There was a story on BBC Breakfast this morning about the Japanese knotweed that has run amok in the UK and the plan to import a Japanese insect to deal with it.

Then I opened my SU Encounter with God Bible notes to read:

In 1935, the Cane Toad was introduced into Australia to control the native Cane Beetle, a threat to sugar cane production. It wasn’t long before the toad’s destructive impact on the native ecology became apparent. Despite best intentions, sometimes our actions produce unforeseen and unfortunate consequences.

Today’s Bible reading continued the story of Isaac and Rebekah, Jacob and Esau in Genesis chapters 27 and 28.

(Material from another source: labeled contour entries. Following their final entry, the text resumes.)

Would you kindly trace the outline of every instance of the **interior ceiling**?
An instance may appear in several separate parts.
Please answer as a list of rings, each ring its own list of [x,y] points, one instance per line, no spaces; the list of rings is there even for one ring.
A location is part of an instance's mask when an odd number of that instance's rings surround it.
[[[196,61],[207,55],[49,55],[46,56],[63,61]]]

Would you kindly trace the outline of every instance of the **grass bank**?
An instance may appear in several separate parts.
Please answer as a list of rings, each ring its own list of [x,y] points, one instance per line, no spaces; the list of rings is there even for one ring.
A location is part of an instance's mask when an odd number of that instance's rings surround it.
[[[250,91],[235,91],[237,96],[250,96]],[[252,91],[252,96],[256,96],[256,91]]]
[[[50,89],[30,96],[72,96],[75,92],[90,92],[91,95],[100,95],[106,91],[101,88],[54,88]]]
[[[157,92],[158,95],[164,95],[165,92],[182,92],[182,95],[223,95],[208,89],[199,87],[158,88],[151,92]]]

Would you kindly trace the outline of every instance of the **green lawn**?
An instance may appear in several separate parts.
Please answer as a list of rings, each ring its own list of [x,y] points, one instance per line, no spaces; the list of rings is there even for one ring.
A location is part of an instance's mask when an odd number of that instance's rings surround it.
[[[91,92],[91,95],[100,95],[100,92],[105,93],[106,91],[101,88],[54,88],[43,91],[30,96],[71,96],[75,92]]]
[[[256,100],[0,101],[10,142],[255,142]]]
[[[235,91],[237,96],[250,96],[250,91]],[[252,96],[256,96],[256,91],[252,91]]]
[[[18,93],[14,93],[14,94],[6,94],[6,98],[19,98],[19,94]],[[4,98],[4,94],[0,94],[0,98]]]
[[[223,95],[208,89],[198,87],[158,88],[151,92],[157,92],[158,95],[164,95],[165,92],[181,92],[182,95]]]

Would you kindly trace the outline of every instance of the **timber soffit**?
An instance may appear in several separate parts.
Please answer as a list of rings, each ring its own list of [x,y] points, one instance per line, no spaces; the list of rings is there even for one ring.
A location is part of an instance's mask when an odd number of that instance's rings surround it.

It’s best to read the whole story from Genesis, but I was struck by this extract from SU Encounter with God:

Esau becomes vengeful and homicidal, risking a blood feud that had potential to destroy the family line (v45). Rebekah doesn’t seem to have anticipated that as a consequence of her actions. Trying to get things under control, she proposed to Isaac that Jacob is sent away to find a wife among her brother’s family. She believes she can contain the situation; but she can’t. Verse 45 implies that she thought Esau would get over it relatively quickly; when he had settled down she would call Jacob back and they would all be one happy family. But it was not to be: it would be 20 years before Jacob returned to his father’s family. Rebekah died withoput ever seeing her favourite son again. Doubtless she didn’t anticipate that either.

Isaac's family

Isaac's family

Yet God’s amazing plan to work through this dysfunctional family, through Abraham, Isaac and Jacob, came to fruition 2,000 years ago when Jesus Christ the Son of God came as a human being to live on earth and change history forever!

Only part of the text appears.